February 3, 1870 | 15th Amendment (Black suffrage) passed
The 15th Amendment to the United States Constitution was ratified on February 3, 1870. The amendment reads, “The right of citizens of the United States to vote shall not be denied or abridged by the United States or by any State on account of race, color, or previous condition of servitude.” The 15th Amendment guaranteed African-American men the right to vote. In addition, the right to vote could not be denied to anyone in the future based on a person’s race.
February 4, 1864 | 24th Amendment abolished Poll tax
Ratification of the Twenty-fourth Amendment marked the culmination of an endeavor begun in Congress in 1939 to eliminate the poll tax as a qualification for voting in federal elections. Property qualifications extend back to colonial days, but the poll tax itself as a qualification was instituted in eleven states of the South following the end of Reconstruction, although at the time of the ratification of this Amendment only five states still retained it.
Congress viewed the qualification as “an obstacle to the proper exercise of a citizen’s franchise” and expected its removal to “provide a more direct approach to participation by more of the people in their government.” Congress similarly thought that a constitutional amendment was necessary, because the qualifications had previously survived constitutional challenges on several grounds.

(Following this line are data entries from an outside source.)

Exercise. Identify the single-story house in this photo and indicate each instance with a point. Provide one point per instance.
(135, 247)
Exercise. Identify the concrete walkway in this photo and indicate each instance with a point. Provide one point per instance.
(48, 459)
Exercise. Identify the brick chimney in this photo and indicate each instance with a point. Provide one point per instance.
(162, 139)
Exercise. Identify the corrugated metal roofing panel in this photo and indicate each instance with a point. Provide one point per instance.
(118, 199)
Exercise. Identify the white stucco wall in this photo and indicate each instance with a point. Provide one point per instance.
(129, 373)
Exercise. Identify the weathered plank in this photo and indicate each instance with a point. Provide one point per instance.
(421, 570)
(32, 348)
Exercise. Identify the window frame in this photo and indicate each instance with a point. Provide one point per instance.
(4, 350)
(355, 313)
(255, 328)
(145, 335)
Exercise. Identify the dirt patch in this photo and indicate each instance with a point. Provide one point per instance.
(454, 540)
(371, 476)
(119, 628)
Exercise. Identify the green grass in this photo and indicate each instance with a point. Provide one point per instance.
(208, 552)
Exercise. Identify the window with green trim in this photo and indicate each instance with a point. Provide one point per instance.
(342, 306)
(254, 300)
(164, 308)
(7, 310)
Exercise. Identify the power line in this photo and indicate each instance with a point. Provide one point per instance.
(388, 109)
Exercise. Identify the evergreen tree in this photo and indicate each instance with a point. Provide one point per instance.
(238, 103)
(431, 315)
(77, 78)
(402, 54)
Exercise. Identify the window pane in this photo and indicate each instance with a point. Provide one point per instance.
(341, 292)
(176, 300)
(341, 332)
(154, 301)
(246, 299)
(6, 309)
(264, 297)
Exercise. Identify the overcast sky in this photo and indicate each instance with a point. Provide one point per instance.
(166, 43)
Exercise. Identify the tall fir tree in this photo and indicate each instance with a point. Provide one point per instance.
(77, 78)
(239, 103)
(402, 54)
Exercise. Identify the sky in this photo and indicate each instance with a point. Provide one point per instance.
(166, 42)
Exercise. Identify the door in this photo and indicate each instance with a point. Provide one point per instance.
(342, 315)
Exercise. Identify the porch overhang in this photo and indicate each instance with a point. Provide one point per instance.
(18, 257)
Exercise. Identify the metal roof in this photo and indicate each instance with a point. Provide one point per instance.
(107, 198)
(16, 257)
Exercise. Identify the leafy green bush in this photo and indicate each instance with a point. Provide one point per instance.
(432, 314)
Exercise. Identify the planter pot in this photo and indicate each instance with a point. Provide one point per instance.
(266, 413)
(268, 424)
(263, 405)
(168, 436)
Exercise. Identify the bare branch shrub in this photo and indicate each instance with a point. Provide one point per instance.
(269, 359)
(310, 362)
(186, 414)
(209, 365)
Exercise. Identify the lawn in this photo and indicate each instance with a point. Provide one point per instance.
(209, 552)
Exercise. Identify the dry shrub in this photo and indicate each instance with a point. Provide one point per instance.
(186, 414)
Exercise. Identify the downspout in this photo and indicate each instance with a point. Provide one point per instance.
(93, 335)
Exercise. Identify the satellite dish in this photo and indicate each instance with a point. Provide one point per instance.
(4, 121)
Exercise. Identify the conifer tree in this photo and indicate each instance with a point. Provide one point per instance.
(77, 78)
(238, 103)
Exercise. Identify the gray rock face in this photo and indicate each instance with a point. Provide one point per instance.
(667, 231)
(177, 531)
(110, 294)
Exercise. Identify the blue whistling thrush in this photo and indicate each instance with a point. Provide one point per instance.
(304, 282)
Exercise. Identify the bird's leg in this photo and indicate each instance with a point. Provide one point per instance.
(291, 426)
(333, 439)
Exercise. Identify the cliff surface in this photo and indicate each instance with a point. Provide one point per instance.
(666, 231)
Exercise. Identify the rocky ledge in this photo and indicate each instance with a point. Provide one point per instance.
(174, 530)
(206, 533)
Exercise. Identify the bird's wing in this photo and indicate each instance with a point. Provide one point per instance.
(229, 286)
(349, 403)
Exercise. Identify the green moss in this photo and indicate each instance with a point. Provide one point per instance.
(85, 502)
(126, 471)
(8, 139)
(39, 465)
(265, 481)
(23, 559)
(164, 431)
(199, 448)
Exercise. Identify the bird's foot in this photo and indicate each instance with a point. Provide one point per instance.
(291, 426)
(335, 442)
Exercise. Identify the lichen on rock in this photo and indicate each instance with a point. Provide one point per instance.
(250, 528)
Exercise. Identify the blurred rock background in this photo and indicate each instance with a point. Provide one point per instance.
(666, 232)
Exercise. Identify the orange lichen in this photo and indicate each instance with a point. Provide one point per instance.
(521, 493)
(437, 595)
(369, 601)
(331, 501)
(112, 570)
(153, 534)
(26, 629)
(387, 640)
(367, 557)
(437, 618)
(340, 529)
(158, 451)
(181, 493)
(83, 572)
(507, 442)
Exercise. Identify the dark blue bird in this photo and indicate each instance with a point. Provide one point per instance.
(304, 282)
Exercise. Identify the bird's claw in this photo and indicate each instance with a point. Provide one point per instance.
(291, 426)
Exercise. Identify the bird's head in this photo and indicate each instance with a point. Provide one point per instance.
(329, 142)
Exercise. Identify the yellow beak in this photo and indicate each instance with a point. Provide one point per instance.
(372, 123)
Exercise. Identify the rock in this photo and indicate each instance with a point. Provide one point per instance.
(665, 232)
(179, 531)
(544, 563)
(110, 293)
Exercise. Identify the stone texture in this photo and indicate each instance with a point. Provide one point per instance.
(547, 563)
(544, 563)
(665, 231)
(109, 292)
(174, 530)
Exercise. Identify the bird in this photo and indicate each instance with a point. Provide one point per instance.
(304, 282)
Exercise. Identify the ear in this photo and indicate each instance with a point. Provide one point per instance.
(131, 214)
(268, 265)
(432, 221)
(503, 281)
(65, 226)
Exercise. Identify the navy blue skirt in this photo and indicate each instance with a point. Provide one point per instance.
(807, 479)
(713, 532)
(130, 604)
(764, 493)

February 5, 1958 | President Dwight D. Eisenhower appointed Wharton as Minister to Romania
In 1958, President Dwight D. Eisenhower appointed Wharton as Minister to Romania, which was another major breakthrough. Wharton at that time was the highest ranking black diplomat in the U.S. foreign service. Then in early 1961, Eisenhower appointed him Ambassador to Norway. This was the first time an African-American held such a post in a European nation. Mr. Wharton’s appointments in both Romania and Norway were in part due to the government strategy of placing prominent African-Americans in international posts in an attempt to counter the ill effects of international outrage over domestic racial discrimination.